先々週は娘が手足口病に、先週は息子が手足口病に感染して幼稚園や学校に行けなくなっていたのですが、娘が休みの間は夫は出張に出ていました。一件、どうしても外せない登壇の仕事があり、企画サイドに相談したところ、スタッフの方が会場の横の控室で娘を見ていてくれることになり事なきを得ました。

その後、夫が出張から帰ってきたときは心底ほっとしました。一時期、SNSなどで夫が長時間労働で妻が一手に家事育児を担うワンオペ育児のことを「平日母子家庭」、部活顧問で忙しい教師の妻を「部活未亡人」という呼び方が広まりました。大変さを表すのに極端な表現を使っているのは分かりますが、それでも、「いつか帰ってくる人がいるかどうか」「最後に責任を共有できる相手がいるかどうか」はとても大きな違いであるように思えます。

幼子を抱えているとき、もちろん子どもが病に苦しむ姿を見るのはつらいものですが、一番恐ろしいのは自分にもうつるなどして自分が倒れること。夫が出張で遠方にいる間は、共倒れだけは防がないといけないと思うと緊張の糸が途切れませんでした。それでも相談もできるし、「あと何日耐えれば大丈夫」と帰宅日までカウントダウンできることは心理的支えになっていたはずです。

6月15日に『なぜ共働きも専業もしんどいのか〜主婦がいないと回らない構造』という本を出します。共働き世帯も、専業主婦(夫)世帯も、しんどい……専業主婦の妻がいる前提の働き方をしていては、共働きは子育てとの両立がままならない。専業主婦は家事・育児を一人でまわすワンオペ育児の時間が非常に長く、稼ぎ主男性は働き方を変えたくても妻子を養う収入が落ちるリスクを冒せない――。こうした構造があることを指摘している本なのですが、もちろん、こうした夫婦以上にしんどい人たちはいっぱいいるでしょう。

夫婦と子どもという「標準世帯」と呼ばれる家庭の数がどんどん減っていく中で、夫婦がそろっているべきだと言いたいわけではありません。ただ、そろっていてさえしんどい。それは裏を返せば、ひとり親やひとりで介護を担う子どもはどれだけ大変かということにもなります。
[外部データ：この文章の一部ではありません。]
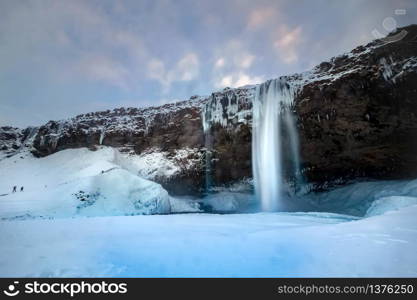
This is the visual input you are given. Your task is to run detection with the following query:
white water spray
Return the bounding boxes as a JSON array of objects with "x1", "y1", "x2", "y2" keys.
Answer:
[{"x1": 252, "y1": 79, "x2": 301, "y2": 211}]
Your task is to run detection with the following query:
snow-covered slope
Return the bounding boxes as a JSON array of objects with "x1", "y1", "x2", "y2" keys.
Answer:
[
  {"x1": 0, "y1": 147, "x2": 170, "y2": 219},
  {"x1": 0, "y1": 206, "x2": 417, "y2": 277}
]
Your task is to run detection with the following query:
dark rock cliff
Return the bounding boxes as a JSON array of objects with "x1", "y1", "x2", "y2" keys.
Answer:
[{"x1": 0, "y1": 25, "x2": 417, "y2": 194}]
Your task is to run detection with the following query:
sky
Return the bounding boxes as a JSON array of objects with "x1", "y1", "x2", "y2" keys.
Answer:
[{"x1": 0, "y1": 0, "x2": 417, "y2": 127}]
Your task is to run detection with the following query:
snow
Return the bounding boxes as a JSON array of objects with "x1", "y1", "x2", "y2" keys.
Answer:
[
  {"x1": 0, "y1": 205, "x2": 417, "y2": 277},
  {"x1": 202, "y1": 192, "x2": 256, "y2": 213},
  {"x1": 0, "y1": 147, "x2": 170, "y2": 219},
  {"x1": 308, "y1": 179, "x2": 417, "y2": 216},
  {"x1": 366, "y1": 196, "x2": 417, "y2": 217},
  {"x1": 0, "y1": 147, "x2": 417, "y2": 277},
  {"x1": 116, "y1": 148, "x2": 203, "y2": 180}
]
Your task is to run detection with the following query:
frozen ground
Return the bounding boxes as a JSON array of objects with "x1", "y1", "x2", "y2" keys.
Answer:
[
  {"x1": 0, "y1": 205, "x2": 417, "y2": 277},
  {"x1": 0, "y1": 147, "x2": 417, "y2": 277}
]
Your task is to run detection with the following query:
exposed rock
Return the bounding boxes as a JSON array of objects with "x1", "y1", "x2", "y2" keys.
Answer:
[{"x1": 0, "y1": 25, "x2": 417, "y2": 194}]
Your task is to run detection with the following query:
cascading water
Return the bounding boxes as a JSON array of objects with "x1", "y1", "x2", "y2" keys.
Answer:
[
  {"x1": 201, "y1": 106, "x2": 213, "y2": 194},
  {"x1": 252, "y1": 78, "x2": 301, "y2": 211}
]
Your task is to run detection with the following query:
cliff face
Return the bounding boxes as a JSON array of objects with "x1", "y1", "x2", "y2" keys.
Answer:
[{"x1": 0, "y1": 25, "x2": 417, "y2": 194}]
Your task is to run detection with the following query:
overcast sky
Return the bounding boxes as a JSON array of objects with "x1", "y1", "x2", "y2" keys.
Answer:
[{"x1": 0, "y1": 0, "x2": 417, "y2": 126}]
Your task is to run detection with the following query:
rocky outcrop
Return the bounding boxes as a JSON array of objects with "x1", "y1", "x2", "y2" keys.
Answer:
[{"x1": 0, "y1": 25, "x2": 417, "y2": 194}]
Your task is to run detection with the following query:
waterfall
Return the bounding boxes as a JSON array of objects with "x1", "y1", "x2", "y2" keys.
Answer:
[
  {"x1": 201, "y1": 106, "x2": 213, "y2": 194},
  {"x1": 252, "y1": 78, "x2": 301, "y2": 211}
]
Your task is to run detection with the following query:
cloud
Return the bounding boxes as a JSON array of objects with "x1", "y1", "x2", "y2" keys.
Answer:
[
  {"x1": 274, "y1": 25, "x2": 302, "y2": 64},
  {"x1": 247, "y1": 7, "x2": 276, "y2": 30},
  {"x1": 147, "y1": 52, "x2": 200, "y2": 92},
  {"x1": 214, "y1": 57, "x2": 225, "y2": 69},
  {"x1": 215, "y1": 72, "x2": 265, "y2": 88},
  {"x1": 76, "y1": 55, "x2": 130, "y2": 89}
]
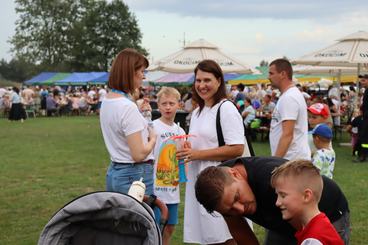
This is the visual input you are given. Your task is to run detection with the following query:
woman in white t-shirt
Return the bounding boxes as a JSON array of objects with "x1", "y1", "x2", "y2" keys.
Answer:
[
  {"x1": 100, "y1": 49, "x2": 156, "y2": 195},
  {"x1": 177, "y1": 60, "x2": 244, "y2": 244}
]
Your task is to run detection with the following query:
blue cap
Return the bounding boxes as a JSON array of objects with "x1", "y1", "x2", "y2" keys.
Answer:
[{"x1": 312, "y1": 123, "x2": 332, "y2": 139}]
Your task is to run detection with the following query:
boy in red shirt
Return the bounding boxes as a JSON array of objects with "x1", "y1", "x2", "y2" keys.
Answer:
[{"x1": 271, "y1": 160, "x2": 344, "y2": 245}]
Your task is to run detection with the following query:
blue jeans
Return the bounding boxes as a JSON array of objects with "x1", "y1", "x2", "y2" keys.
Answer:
[{"x1": 106, "y1": 163, "x2": 153, "y2": 195}]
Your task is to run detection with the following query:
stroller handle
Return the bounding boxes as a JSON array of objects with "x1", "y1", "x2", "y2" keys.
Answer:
[{"x1": 143, "y1": 195, "x2": 169, "y2": 234}]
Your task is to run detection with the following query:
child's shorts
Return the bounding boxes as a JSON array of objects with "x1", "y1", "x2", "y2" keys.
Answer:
[{"x1": 153, "y1": 203, "x2": 179, "y2": 225}]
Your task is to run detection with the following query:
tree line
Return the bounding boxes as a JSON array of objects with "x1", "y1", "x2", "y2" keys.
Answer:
[{"x1": 0, "y1": 0, "x2": 148, "y2": 82}]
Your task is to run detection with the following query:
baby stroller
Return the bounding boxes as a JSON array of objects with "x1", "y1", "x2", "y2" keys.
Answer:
[{"x1": 38, "y1": 191, "x2": 168, "y2": 245}]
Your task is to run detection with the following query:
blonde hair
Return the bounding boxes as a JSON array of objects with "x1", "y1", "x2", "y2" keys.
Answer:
[
  {"x1": 157, "y1": 87, "x2": 180, "y2": 101},
  {"x1": 271, "y1": 160, "x2": 323, "y2": 202}
]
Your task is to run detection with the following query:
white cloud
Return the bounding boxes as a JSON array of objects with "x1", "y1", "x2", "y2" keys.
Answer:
[{"x1": 125, "y1": 0, "x2": 368, "y2": 19}]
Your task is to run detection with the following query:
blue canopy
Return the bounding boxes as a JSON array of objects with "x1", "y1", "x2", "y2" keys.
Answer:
[
  {"x1": 24, "y1": 72, "x2": 56, "y2": 85},
  {"x1": 55, "y1": 72, "x2": 106, "y2": 85}
]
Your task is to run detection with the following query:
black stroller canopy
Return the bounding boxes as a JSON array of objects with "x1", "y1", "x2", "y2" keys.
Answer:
[{"x1": 38, "y1": 192, "x2": 161, "y2": 245}]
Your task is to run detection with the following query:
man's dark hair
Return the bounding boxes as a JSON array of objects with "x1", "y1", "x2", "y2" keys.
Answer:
[
  {"x1": 270, "y1": 59, "x2": 293, "y2": 80},
  {"x1": 194, "y1": 166, "x2": 233, "y2": 213}
]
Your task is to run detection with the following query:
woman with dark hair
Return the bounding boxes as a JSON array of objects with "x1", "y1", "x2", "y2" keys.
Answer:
[
  {"x1": 177, "y1": 60, "x2": 244, "y2": 244},
  {"x1": 100, "y1": 49, "x2": 156, "y2": 195},
  {"x1": 9, "y1": 87, "x2": 27, "y2": 122}
]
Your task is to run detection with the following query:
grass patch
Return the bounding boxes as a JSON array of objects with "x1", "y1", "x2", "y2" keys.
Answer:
[{"x1": 0, "y1": 116, "x2": 368, "y2": 245}]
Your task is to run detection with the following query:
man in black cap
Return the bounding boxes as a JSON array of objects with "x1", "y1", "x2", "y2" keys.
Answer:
[{"x1": 357, "y1": 74, "x2": 368, "y2": 162}]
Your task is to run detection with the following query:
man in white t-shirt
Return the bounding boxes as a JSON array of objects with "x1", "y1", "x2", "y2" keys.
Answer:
[{"x1": 269, "y1": 59, "x2": 311, "y2": 160}]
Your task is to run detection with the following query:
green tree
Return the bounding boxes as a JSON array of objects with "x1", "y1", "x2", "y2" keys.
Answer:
[
  {"x1": 71, "y1": 0, "x2": 147, "y2": 71},
  {"x1": 11, "y1": 0, "x2": 147, "y2": 71}
]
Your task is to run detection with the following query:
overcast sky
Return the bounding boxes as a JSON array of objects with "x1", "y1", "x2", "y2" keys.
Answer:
[{"x1": 0, "y1": 0, "x2": 368, "y2": 66}]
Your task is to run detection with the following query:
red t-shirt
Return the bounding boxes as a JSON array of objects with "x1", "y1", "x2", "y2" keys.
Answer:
[{"x1": 295, "y1": 212, "x2": 344, "y2": 245}]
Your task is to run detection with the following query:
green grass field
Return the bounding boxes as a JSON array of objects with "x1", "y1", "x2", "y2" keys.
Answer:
[{"x1": 0, "y1": 116, "x2": 368, "y2": 245}]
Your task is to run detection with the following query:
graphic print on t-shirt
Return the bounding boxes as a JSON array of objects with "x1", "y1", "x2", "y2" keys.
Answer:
[{"x1": 155, "y1": 139, "x2": 179, "y2": 187}]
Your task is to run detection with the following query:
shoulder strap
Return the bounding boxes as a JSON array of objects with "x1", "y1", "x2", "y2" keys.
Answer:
[
  {"x1": 216, "y1": 100, "x2": 255, "y2": 156},
  {"x1": 216, "y1": 100, "x2": 228, "y2": 146}
]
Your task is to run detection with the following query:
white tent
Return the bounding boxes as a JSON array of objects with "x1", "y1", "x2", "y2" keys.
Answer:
[
  {"x1": 148, "y1": 39, "x2": 252, "y2": 74},
  {"x1": 293, "y1": 31, "x2": 368, "y2": 90},
  {"x1": 293, "y1": 31, "x2": 368, "y2": 67}
]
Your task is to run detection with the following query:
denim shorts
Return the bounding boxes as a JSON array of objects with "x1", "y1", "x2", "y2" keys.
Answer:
[
  {"x1": 153, "y1": 203, "x2": 179, "y2": 225},
  {"x1": 106, "y1": 163, "x2": 153, "y2": 195}
]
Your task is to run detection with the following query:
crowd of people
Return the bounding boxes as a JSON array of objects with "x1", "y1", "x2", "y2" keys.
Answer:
[
  {"x1": 0, "y1": 49, "x2": 368, "y2": 245},
  {"x1": 95, "y1": 49, "x2": 365, "y2": 244},
  {"x1": 0, "y1": 86, "x2": 107, "y2": 118}
]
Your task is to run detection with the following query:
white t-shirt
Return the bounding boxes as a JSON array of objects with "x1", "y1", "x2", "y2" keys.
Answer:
[
  {"x1": 184, "y1": 99, "x2": 244, "y2": 244},
  {"x1": 98, "y1": 88, "x2": 107, "y2": 101},
  {"x1": 270, "y1": 87, "x2": 311, "y2": 160},
  {"x1": 100, "y1": 97, "x2": 153, "y2": 163},
  {"x1": 153, "y1": 119, "x2": 185, "y2": 204},
  {"x1": 88, "y1": 90, "x2": 96, "y2": 99}
]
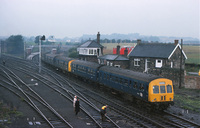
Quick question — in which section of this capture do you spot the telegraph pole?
[179,39,183,88]
[39,35,45,73]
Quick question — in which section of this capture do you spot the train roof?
[99,66,161,82]
[55,56,73,61]
[72,60,100,69]
[46,53,58,57]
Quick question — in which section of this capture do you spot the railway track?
[1,65,72,128]
[0,55,200,128]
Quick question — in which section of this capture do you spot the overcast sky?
[0,0,200,39]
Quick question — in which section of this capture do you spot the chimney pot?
[137,39,141,44]
[97,32,100,44]
[174,40,178,45]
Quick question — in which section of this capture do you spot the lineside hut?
[98,54,129,69]
[77,32,103,63]
[128,40,187,86]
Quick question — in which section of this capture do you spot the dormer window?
[89,49,93,55]
[134,59,140,66]
[156,59,162,68]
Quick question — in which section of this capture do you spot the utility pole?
[24,42,26,59]
[179,39,183,88]
[39,35,45,73]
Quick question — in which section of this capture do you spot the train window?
[110,75,113,81]
[115,77,119,83]
[153,85,159,94]
[124,79,128,86]
[119,78,123,84]
[160,86,166,93]
[167,85,172,93]
[103,73,106,79]
[133,82,137,88]
[140,83,144,91]
[107,74,109,80]
[129,80,132,87]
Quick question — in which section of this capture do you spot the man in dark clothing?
[101,105,107,121]
[75,99,80,115]
[3,60,6,66]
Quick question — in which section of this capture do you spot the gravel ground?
[0,67,200,128]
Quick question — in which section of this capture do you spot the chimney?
[124,47,128,57]
[97,32,100,44]
[137,39,141,44]
[174,40,178,45]
[117,45,120,55]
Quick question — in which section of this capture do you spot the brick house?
[98,54,129,69]
[77,32,103,63]
[128,40,187,84]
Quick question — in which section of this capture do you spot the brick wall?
[185,76,200,89]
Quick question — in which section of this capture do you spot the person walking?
[73,96,77,111]
[75,99,80,115]
[101,105,108,121]
[3,60,6,66]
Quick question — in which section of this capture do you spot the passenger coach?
[99,66,174,108]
本の中では触れていませんが、実は子育て真っ最中の母親たちに深く話を聞いていくと「子どもが巣立った後に夫と二人で過ごす気がしない」「離婚したいけど子どもがいるから」という発言がでてくることは珍しくありません。専業主婦は離婚した後に生活が成り立つだろうかと不安を抱え、共働きは「やっぱり人手としていてもらったほうがいい」という理由で、離婚をしたくても引き延ばしている事例にもちょくちょく遭遇します。

 

他国では強制的に養育費が徴収される事例もある一方で、日本は実家が頼れる、その他のソーシャルキャピタルが充実しているなどでないと離婚しづらいのが現実ではないでしょうか。本当は、夫婦がそろっていなくても、社会的に安心して生活できる枠組みを作らないといけないと思います。

ただ現実的に、まずは夫婦がそろっているケースを念頭に、稼ぎや家事・ケアの責任を時期によって組み合わせてうまく役割分担をしていくことが必要ではないでしょうか。拙著ではそのような観点で新しい働き方の可能性について検討しています。

何か一つのしんどさを訴えるうえで、世の中には他にもっとしんどいことがあることは、問題を指摘し、改善への模索を避ける理由にはなりません。解決しないといけないことはたくさんあるけれど、1つ1つできることをやっていかないといけないと思います。